French unions on Thursday again took streets in the latest round of protests against the pension reforms.

The strikes, continuing since December 5, disrupted train services as hundreds of protesters poured into streets across France.

According to a report by Reuters, the police in Nates, Paris and western France fired tear gas to disperse the crowd while demonstrators hurled projectiles at the officers.

The transport services have been the worst hit due to the nationwide strikes which has led to power cuts, closure of train services and schools. 

Aviation authorities on Thursday warned of potential cancellations as traffic controllers walked off the job.

Former investment banker Macron wants to streamline France's unwieldy pension system and incentivise the French to stay in work longer to pay for some of the most generous retirement benefits in the industrialised world.

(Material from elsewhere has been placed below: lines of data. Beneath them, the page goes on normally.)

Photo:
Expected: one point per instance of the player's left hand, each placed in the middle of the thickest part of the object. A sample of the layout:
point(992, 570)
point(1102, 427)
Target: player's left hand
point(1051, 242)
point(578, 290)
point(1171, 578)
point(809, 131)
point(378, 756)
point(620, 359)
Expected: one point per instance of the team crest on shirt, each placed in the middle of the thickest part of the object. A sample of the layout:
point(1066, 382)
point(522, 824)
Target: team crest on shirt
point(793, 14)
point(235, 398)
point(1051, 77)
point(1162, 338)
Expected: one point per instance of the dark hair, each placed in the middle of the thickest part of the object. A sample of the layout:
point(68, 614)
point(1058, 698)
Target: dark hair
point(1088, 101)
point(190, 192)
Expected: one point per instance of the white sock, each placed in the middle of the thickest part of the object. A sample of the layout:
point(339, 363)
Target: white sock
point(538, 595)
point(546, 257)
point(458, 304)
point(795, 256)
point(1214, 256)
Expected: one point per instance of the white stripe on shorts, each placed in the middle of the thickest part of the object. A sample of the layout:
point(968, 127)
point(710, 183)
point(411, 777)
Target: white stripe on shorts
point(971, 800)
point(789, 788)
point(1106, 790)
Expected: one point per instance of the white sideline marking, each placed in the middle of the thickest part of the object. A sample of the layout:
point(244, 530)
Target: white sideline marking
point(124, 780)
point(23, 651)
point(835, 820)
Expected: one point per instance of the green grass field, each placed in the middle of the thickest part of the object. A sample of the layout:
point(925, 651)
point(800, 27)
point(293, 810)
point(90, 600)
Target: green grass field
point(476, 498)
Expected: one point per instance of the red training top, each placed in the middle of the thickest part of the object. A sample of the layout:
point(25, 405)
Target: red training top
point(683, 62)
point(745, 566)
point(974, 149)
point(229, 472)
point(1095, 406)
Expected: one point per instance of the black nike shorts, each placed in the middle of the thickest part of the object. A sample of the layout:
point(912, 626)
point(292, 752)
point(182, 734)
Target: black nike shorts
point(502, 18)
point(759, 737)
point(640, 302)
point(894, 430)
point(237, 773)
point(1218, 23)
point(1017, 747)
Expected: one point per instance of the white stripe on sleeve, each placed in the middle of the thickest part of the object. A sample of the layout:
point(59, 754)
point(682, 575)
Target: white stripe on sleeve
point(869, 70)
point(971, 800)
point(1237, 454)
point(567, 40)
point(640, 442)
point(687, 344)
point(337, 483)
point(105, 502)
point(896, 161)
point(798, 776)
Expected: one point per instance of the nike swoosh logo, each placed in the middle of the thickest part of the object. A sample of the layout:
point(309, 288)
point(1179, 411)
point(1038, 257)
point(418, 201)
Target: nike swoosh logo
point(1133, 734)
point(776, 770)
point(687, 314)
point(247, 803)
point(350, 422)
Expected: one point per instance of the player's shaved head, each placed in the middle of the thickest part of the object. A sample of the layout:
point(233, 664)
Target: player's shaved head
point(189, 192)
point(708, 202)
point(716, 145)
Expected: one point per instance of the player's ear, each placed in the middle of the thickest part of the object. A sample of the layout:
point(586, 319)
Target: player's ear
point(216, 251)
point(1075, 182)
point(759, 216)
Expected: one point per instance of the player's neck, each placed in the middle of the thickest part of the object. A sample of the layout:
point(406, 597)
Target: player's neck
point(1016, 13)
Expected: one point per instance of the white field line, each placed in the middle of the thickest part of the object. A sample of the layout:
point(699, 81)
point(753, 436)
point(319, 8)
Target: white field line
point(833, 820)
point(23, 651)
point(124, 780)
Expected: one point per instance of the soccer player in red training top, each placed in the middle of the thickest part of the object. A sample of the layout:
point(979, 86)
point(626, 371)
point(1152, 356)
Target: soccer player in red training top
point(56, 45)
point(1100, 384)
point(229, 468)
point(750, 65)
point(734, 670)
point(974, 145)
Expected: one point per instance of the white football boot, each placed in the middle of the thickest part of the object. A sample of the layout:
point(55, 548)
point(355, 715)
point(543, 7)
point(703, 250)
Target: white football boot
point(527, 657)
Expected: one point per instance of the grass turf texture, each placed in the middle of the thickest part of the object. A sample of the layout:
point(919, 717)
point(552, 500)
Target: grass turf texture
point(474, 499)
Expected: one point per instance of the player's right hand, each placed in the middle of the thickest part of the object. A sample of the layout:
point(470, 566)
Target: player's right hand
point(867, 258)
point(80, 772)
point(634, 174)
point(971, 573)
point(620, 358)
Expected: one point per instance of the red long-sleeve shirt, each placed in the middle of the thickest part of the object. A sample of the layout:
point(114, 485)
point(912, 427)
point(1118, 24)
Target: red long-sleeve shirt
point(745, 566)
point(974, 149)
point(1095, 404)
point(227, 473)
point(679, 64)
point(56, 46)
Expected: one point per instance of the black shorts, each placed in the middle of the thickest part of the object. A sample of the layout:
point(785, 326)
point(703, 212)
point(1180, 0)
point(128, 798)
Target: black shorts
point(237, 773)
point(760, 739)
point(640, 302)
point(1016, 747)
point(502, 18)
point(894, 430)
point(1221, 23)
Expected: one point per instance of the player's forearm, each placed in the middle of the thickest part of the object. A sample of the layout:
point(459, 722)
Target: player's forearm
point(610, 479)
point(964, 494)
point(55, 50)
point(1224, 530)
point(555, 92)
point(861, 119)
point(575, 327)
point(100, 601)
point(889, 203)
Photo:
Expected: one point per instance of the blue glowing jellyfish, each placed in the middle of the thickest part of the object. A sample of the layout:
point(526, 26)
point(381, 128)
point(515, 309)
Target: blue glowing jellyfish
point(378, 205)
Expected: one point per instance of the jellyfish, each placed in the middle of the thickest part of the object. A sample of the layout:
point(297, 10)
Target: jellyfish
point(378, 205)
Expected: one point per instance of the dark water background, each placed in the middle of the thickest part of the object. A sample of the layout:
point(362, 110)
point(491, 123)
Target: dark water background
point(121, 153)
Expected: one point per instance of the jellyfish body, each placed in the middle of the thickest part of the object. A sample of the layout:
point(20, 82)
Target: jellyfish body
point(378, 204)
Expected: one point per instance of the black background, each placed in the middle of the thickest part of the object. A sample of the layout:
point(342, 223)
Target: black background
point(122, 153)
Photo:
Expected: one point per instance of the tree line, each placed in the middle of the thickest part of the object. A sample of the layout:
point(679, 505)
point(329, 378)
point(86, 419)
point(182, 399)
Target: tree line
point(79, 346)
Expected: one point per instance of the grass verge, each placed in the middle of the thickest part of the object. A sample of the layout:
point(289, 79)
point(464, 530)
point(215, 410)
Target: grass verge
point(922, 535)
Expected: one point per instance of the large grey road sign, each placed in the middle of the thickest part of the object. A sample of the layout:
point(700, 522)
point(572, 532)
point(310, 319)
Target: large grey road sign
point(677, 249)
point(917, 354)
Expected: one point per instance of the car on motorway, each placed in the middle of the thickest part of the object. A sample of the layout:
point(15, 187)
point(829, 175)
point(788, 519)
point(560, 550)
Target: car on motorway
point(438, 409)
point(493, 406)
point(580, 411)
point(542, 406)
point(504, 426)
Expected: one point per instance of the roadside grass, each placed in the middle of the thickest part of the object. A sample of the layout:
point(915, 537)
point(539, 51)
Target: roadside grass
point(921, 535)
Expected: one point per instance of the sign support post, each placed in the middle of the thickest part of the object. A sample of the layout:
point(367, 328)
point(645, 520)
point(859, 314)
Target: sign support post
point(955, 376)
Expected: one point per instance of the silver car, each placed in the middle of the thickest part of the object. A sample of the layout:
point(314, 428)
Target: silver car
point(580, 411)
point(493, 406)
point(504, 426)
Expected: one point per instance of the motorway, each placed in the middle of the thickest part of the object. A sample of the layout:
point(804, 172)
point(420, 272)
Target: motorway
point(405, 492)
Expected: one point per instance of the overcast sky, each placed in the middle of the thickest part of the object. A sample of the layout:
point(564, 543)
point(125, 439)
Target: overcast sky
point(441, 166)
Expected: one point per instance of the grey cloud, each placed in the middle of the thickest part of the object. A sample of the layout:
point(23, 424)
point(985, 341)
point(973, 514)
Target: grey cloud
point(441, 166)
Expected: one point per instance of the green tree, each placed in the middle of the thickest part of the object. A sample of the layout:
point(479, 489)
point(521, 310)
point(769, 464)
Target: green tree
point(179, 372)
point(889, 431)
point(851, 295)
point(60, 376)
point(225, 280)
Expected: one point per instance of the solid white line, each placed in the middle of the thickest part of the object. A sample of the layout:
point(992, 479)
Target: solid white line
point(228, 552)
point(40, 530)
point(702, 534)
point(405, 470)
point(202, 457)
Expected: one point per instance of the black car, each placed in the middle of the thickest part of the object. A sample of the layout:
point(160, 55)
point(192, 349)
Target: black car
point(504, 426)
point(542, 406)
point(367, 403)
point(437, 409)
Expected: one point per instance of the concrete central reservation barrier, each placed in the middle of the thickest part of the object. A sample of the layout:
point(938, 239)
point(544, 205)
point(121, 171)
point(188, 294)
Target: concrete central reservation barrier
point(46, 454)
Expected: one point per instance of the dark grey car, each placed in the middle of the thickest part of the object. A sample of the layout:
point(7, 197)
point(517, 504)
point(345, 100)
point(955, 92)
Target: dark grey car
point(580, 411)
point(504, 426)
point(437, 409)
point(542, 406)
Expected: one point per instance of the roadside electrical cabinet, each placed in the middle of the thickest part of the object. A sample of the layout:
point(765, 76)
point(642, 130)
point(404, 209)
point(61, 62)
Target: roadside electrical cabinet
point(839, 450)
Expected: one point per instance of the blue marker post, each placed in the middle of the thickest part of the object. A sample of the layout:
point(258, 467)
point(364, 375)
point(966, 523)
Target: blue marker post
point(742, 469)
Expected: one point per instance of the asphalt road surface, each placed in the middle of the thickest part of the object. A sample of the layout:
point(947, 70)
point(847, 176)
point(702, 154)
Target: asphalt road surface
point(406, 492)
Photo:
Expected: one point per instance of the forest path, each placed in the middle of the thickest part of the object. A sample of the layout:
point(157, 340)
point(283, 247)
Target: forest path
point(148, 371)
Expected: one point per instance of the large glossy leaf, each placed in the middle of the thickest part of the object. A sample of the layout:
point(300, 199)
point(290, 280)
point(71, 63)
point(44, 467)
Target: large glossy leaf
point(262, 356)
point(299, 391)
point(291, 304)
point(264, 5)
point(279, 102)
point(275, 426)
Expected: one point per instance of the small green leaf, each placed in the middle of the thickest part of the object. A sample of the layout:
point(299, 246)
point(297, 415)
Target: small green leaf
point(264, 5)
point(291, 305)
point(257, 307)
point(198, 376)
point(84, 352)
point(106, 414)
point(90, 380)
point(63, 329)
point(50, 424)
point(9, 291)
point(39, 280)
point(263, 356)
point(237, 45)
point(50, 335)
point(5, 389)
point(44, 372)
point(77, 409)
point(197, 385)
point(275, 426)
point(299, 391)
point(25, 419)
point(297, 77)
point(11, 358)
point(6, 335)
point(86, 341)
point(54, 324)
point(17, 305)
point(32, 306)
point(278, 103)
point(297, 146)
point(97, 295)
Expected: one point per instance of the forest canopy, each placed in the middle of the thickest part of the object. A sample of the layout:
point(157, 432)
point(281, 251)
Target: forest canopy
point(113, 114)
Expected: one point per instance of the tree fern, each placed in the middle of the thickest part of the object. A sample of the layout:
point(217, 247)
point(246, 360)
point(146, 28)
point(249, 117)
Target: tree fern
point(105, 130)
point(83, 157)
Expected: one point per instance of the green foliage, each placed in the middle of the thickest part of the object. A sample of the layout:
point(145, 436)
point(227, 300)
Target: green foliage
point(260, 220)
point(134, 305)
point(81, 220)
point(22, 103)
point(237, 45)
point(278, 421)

Unions are demanding the government drop its reform in their biggest show of strength in decades.

Officials have said they are ready to negotiate, in particular on the hotly contested "pivot age" of 64 the government has suggested people will have to work until for a full pension -- beyond the official retirement age of 62.

The proposed reform would be the biggest overhaul of the system since World War Two and is central to the president's drive to make the French labour force more flexible and more competitive globally.

He says the myriad special benefits handed out to different types of worker deter mobility within the job market, especially within the public sector.

If Macron succeeds in defeating the unions - he has already stared them down over reform of state-run SNCF railways and an easing of labour laws - he will strengthen his hand to embark on further pro-business reforms as he eyes re-election in 2022.

Previous rallies in the capital have been marred by vandalism and clashes with police, and the Eiffel Tower has shut ahead of Thursday's protests.